A track lift system on the ceiling runs throughout the home and enables caregivers to move the residents throughout the home.
The home is situated in a beautiful tree-lined neighborhood of Webster City. The home was made possible in-part through a HUD 811 - Supportive Housing for Persons with Disabilities grant, and houses five residents and various caregivers.
The large open areas make the home fully accessible and is designed to accommodate large motorized wheelchairs with automatic doors at the entries, the lift system and many other special adaptations for safety and accessibility. Along with the accommodations, the home is very cheerful and pleasant with the beautiful colors and all the natural daylight.
Maureen and Don Seamonds, Nick's parents, have always understood they needed to find a place that could meet Nick's needs, and as parents, would one day have to let go of him. Despite the huge obstacles, they vowed to make their son's life as normal as possible.
As they looked for a place for Nick to live near their home in Webster City, Iowa, they knew their son did not fit the usual mold. He did not belong in typical nursing homes and institutions, and the few places for children and teenagers were not able to take on a young adult. Nick simply had too many special needs for the institutions to feel comfortable accepting him.
And Maureen and Don were not the only parents facing the same dilemma. Nick had grown up with four other young people, who because of cerebral palsy, all had very similar needs.
Necessity, it is said, is the mother of invention, and Maureen and Don decided to take a different approach. School experiences had taught them that these young people could be independent given the right circumstances, and the parents wanted to provide a home environment that would serve the needs of these students after they left school.
Maureen and Don began pondering how some land they had recently purchased could fit the needs of their son and his friends.
The "how" became obvious about two years ago when Maureen attended a workshop sponsored by the Des Moines Field Office's Multifamily Housing Program. At the workshop Maureen learned about the Department's provisions for supportive housing for the elderly and people with disabilities. She learned that such housing is innovatively designed and requires specialized equipment that does not fall under HUD's funding guidelines.
Maureen also soon realized she could make the specialized housing become a reality through local fundraisers and other non-profit sponsors.
Maureen selected a grant writer to help secure funding, and Jerry Purdy, an architect who produced designs for specialized rooms and other spaces that met the needs of residents, their families, service providers and the community. A HUD grant enabled Jerry to negotiate a contract and obtain a local general contractor who gave them good value.

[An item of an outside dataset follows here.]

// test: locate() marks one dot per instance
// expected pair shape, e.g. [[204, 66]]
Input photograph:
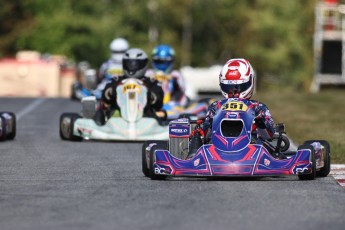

One of many innovative features of the home is a "lift system" - a track running throughout the house that enables caregivers to move residents comfortably without risking injury to their own backs.
Other organizations and groups also pitched in to make the home become a reality, including the State of Iowa, which provided funding for supportive services and a change in state law to permit five individuals to live in the same group home instead of the usual maximum of four individuals.
Like many other people, Audrey Rivas, HUD's project manager in Des Moines, was inspired by Maureen Seamonds' efforts to find a home for Nick. "Maureen had a dream and was willing to work for that dream," she says. "There were obstacles like there always are in a project involving many funding venues and partners that may have slowed her down, but she worked through each obstacle and nothing held her back."
During a recent open house, four of the five residents were present along with family, friends, caregivers and various construction partners.